When describing the business plan of his biotech startup, Cambrios Technologies, Mike Knapp is accustomed to seeing raised eyebrows.
The firm's current research projects involve using microscopic viruses to create artificial proteins to manufacture electronic devices. Knapp concedes that might sound more like science fiction than modern lab technique.
It doesn't help impressions that Cambrios has raised close to $14 million in funding from a group of backers including the venture capital fund run by the CIA, In-Q-Tel. Or that popular fiction has dramatized genetically engineered viruses in frightening ways. In the novel Prey, by Michael Crichton, a company creates self-replicating microscopic machines bent on killing scientists trapped inside a lab.
"In general you put those three things together -- genetically engineered viruses that manipulate nanoparticles -- people are going to get a little bit concerned," Knapp said.
But first impressions can be misleading. Cambrios researchers are pursuing such tame-sounding commercial applications as liquid-crystal display screen manufacturing. The process uses innocuous bacteriophages, Knapp said, which are abundant in nature and widely used in lab research.
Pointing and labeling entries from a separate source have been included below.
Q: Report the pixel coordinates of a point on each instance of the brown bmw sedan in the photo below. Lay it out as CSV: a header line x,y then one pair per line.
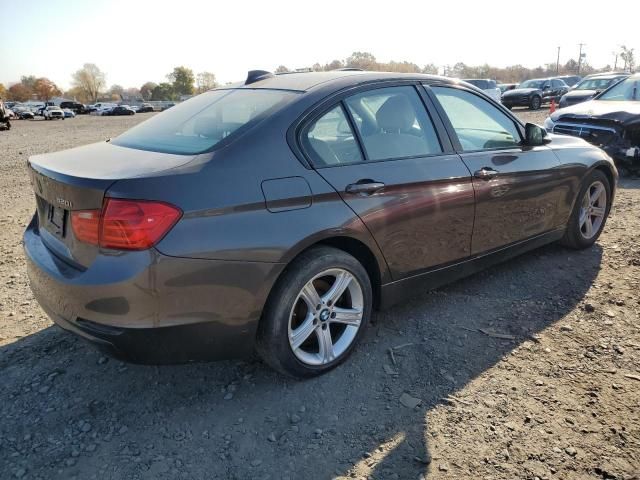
x,y
276,214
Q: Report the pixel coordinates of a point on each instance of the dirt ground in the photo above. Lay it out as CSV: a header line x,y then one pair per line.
x,y
529,370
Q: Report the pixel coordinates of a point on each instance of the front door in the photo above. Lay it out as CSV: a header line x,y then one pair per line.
x,y
380,151
518,188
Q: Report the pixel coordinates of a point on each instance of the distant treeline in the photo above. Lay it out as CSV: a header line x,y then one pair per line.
x,y
89,83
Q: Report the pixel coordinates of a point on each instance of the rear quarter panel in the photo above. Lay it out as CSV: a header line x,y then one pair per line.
x,y
225,212
578,159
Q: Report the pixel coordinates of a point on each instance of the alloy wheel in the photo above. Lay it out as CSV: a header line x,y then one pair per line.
x,y
593,210
326,317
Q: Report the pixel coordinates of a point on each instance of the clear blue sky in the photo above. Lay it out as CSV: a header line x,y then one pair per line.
x,y
134,41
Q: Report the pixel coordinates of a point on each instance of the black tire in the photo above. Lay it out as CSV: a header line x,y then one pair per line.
x,y
573,237
272,342
535,103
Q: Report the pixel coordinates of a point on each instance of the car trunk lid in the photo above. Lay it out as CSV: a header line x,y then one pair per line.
x,y
79,179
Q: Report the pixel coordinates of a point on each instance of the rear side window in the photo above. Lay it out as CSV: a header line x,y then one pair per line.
x,y
330,140
478,124
393,123
201,123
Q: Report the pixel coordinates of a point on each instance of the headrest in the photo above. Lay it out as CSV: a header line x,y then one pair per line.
x,y
396,114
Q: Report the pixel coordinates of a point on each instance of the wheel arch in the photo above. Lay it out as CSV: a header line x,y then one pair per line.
x,y
371,260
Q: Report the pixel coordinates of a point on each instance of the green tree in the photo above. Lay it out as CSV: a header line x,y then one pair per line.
x,y
91,80
19,92
45,89
182,80
164,91
28,81
77,94
363,60
206,81
147,90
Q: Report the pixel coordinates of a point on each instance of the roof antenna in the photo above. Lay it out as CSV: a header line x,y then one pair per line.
x,y
257,75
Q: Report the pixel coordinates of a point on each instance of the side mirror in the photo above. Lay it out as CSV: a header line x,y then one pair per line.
x,y
344,128
534,135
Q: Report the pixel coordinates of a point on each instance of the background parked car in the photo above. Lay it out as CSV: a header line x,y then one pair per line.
x,y
506,86
589,87
533,93
144,108
120,110
490,87
570,80
24,113
76,107
52,112
611,121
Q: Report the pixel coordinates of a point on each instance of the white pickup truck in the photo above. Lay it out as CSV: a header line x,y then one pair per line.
x,y
52,111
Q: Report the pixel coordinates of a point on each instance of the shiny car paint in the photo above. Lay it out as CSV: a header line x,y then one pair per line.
x,y
253,206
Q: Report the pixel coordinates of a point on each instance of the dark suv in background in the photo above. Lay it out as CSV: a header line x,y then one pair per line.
x,y
589,87
533,93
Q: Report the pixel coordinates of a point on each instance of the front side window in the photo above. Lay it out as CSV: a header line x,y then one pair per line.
x,y
330,141
393,123
478,124
626,90
200,123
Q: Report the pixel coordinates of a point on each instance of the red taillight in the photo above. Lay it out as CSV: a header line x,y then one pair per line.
x,y
125,224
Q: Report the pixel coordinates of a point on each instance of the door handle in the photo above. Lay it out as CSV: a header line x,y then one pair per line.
x,y
364,187
485,173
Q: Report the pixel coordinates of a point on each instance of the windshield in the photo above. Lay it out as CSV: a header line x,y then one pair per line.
x,y
200,123
596,83
628,89
532,84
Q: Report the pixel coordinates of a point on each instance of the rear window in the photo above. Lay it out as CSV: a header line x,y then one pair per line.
x,y
200,123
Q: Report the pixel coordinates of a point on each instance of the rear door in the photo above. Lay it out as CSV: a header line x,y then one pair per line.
x,y
380,150
518,188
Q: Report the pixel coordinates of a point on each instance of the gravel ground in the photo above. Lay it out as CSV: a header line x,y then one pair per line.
x,y
528,370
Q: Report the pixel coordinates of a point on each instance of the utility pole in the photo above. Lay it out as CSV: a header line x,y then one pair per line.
x,y
580,57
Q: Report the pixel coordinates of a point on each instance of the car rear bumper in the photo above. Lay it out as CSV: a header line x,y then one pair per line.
x,y
147,307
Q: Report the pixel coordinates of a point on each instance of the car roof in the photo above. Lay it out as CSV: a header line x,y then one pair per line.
x,y
305,81
607,75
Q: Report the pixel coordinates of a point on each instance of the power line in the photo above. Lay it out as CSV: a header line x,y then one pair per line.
x,y
580,56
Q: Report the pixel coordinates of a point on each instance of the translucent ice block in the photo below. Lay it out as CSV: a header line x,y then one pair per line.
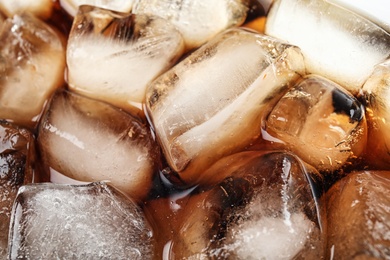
x,y
359,216
336,43
52,221
198,21
112,56
88,140
210,104
72,6
16,159
376,92
266,208
32,63
326,127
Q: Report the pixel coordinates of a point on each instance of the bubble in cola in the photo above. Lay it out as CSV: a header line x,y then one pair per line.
x,y
112,56
337,43
359,217
95,221
32,62
327,121
205,107
88,140
267,207
376,93
16,156
198,21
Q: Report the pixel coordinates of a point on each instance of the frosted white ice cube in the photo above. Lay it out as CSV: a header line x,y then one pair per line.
x,y
116,60
198,21
52,221
337,44
211,104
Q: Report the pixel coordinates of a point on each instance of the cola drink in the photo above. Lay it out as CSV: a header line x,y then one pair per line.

While the concept of applying viruses and proteins to develop electronics seems like a strange hybrid of organic and inorganic science, it's a methodology that's gaining traction in research labs. It's a logical approach, said Catherine Murphy, a chemistry professor at the University of South Carolina, because it relies on materials readily available in nature.
"You have all the bugs doing all the work for you," Murphy said. "You don't have to be intelligent yourself to design the organic material."
Cambrios is one of a handful of private and academic institutions employing viruses to create proteins that can be used in commercial applications. The Scripps Research Institute is another lab pursuing research using viruses as chemical building blocks for materials, pharmaceuticals and diagnostic agents.
Private companies on Knapp's radar screen taking a similar approach to developing molecular-scale technologies include Zettacore, which is examining ways to design and use molecules in modern electronic applications, and NanoMagnetics, which makes magnetic particles grown inside uniform hollow protein spheres 12 nanometers in diameter. The company says the technology has applications in water purification, data storage and medical imaging.
At Cambrios, research stems from the work of Angela Belcher, an MIT materials science professor and MacArthur fellow. Her research focuses on using structures found in nature to design novel hybrid organic-inorganic electronic and magnetic materials. Belcher, a co-founder of Cambrios, currently serves as one of the company's scientific advisers, along with Evelyn Hu, a professor in the electrical and computer engineering department of the University of California at Santa Barbara.
Cambrios' headquarters are in a standard-issue office park in Mountain View, California. Its laboratory combines elements of semiconductor and biotechnology research. Plasma cleaners and profilometers share space with bacterial incubators.
Researchers begin this biological manufacturing process by assembling nucleic acids of a selected bacterium, Knapp said, and then essentially infecting them with a virus.
"When the virus infects the bacterium, the bacterium can't distinguish between its own genome and the viral genome, and it starts making the protein the virus is telling it to make," Knapp explained. The result is the production of novel proteins, some of which the company believes will have commercial uses.
None of the artificial proteins produced in Cambrios' labs is used in the electronics industry today, although the biotech industry already uses living cells to manufacture drugs. Knapp envisions myriad potential uses for proteins that can be shown to exhibit commercially desirable properties, such as the ability to bind to a specific metal or link certain materials together. The company envisions making money by selling artificial proteins and discovering the ways they interact with materials used in industry.
For now, the company's staff of 14 is supported principally by venture capital. In February, Cambrios closed a $12 million round of funding that included seven VC funds along with the CIA's In-Q-Tel. The near-term plan, Knapp said, is to have at least one product on the market by 2008.
"We're going to have to get very close to market before anybody can believe this is going to work," he said.
In addition to its venture-funded investigation, the company is also working on part of a broader project for the Army's Institute for Collaborative Biotechnologies, which is investigating using particles to develop sensor-enabled "smart threads" embedded in soldiers' uniforms, Knapp said.
Cambrios is working on another project at the behest of In-Q-Tel. But Knapp said he could not provide further details about it, save that it is "aimed at things relevant to the intelligence community."